Litftmodelle Übersicht

Hublift Plattformlift Sitzlift Homelift
Für Innentreppen geeignet ja ja ja nein
Baugenehmigung erforderlich nein nein nein ja
Für Rollstuhlfahrer geeignet ja ja nein ja
Montageaufwand gering mittel gering hoch
Preis 5000 – 15000 € ab 10000 € 2500 – 10000 € ab 20000 €

Testen, mieten oder gebraucht kaufen

Da Treppenlifte komplexe technische Geräte sind, lohnt sich meist der Abschluss eines Service- und Wartungsvertrags. Hier sollte genau geprüft werden, welche Leistungen und Kosten der Vertrag beinhaltet. Wer den Treppenlift nur mietet, weil die Nutzung absehbar nur temporär nötig wird, bezahlt mit der Monatsmiete von meist 50 bis 150 Euro bereits die Wartung. Bei der Mietvariante fällt jedoch meist eine hohe Einmalzahlung für den Einbau an, zudem sind nicht alle Lifttypen zur Miete erhältlich. Der Fachhändler wird anhand der Maße vor Ort und den Anforderungen an das Gerät ein Urteil abgeben. Wer sichergehen möchte, befragt allerdings mehrere Händler und eventuell noch eine unabhängige Beratungsstelle. Eine weitere Alternative ist der Kauf eines gebrauchten Modells. Jedoch lohnt sich dies zumeist nur, wenn ein Sitzlift für eine gerade Treppe im Angebot ist, welcher nur wenige Jahre im Betrieb war. Bei Plattformliften und Sitzliften für kurvige Treppen entfällt der Kostenvorteil meist wegen der Transportschiene, die an die jeweilige Einbausituation angepasst sein muss.
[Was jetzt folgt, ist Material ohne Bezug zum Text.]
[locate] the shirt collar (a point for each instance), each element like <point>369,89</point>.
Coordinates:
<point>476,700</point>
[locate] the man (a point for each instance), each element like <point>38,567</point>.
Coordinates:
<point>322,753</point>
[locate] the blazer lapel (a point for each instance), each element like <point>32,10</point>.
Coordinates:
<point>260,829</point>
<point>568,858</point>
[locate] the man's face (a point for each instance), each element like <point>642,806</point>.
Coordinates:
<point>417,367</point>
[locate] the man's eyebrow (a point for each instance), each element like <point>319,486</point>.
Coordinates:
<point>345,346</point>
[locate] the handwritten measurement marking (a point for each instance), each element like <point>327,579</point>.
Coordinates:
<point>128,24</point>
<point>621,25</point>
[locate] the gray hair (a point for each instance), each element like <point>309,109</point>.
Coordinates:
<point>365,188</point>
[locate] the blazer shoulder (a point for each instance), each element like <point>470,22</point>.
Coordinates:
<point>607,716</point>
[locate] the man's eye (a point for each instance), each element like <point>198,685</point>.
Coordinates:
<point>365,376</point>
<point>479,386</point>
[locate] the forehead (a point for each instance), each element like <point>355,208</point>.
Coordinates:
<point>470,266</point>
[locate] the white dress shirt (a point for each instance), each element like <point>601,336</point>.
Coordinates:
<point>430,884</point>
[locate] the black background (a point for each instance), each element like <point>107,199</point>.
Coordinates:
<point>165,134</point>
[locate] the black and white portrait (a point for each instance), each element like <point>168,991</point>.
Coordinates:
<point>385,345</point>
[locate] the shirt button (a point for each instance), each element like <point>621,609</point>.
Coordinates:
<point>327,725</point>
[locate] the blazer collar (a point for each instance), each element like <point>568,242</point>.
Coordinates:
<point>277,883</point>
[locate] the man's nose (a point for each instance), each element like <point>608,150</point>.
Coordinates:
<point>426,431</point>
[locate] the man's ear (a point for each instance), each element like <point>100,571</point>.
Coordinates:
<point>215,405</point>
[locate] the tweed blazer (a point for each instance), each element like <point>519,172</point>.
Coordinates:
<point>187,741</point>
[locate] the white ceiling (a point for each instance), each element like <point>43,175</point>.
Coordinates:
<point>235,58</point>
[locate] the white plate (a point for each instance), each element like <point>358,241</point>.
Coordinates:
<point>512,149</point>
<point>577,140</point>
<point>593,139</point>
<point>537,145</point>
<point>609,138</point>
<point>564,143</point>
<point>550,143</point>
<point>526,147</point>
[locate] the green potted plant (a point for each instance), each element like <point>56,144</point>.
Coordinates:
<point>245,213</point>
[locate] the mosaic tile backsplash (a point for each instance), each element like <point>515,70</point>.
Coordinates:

Grundsätzlich
sollten gebrauchte Treppenlifte nur beim Hersteller oder einem Fachbetrieb gekauft werden, wo Garantie und Service mit angeboten werden.

Informationen für das Gespräch mit der Fachfirma

Sicherlich werden kundenorientierte Händler und Treppenliftvertriebe problemlos ein Beratungsgespräch mehr führen, wenn es nötig ist, doch hilft es auch dem eigenen Sicherheits- und Wohlgefühl, wenn beim Telefonat oder Bürogespräch bereits nützliche Daten vorliegen. Empfehlenswert ist eine Liste, auf der steht, ob es eine Wendeltreppe oder eine gerade bzw. kurvige Treppe ist, wie breit diese Treppe ist und ob sie sich in einem Miets-, Mehrfamilien- oder Einfamilienhaus befindet. Wichtig ist auch, den Platz zwischen Treppenlift und Tür auszumessen.
Dieser sollte der zu transportierenden Person, Helfern und eventuell dem Rollstuhl genug Raum zum Ein- und Ausstieg bieten. Sollte der Lift außen angebaut werden, muss ein Modell mit wetterfesten Materialien gewählt werden. Neben den Gesprächen mit der Treppenliftfirma dürfen übrigens auch die Hausbesitzer nicht vergessen werden: Während Vermieter verpflichtet sind, den Einbau zu tolerieren, sollten Besitzer einer Eigentumswohnung das Einverständnis der Eigentümergemeinschaft einholen.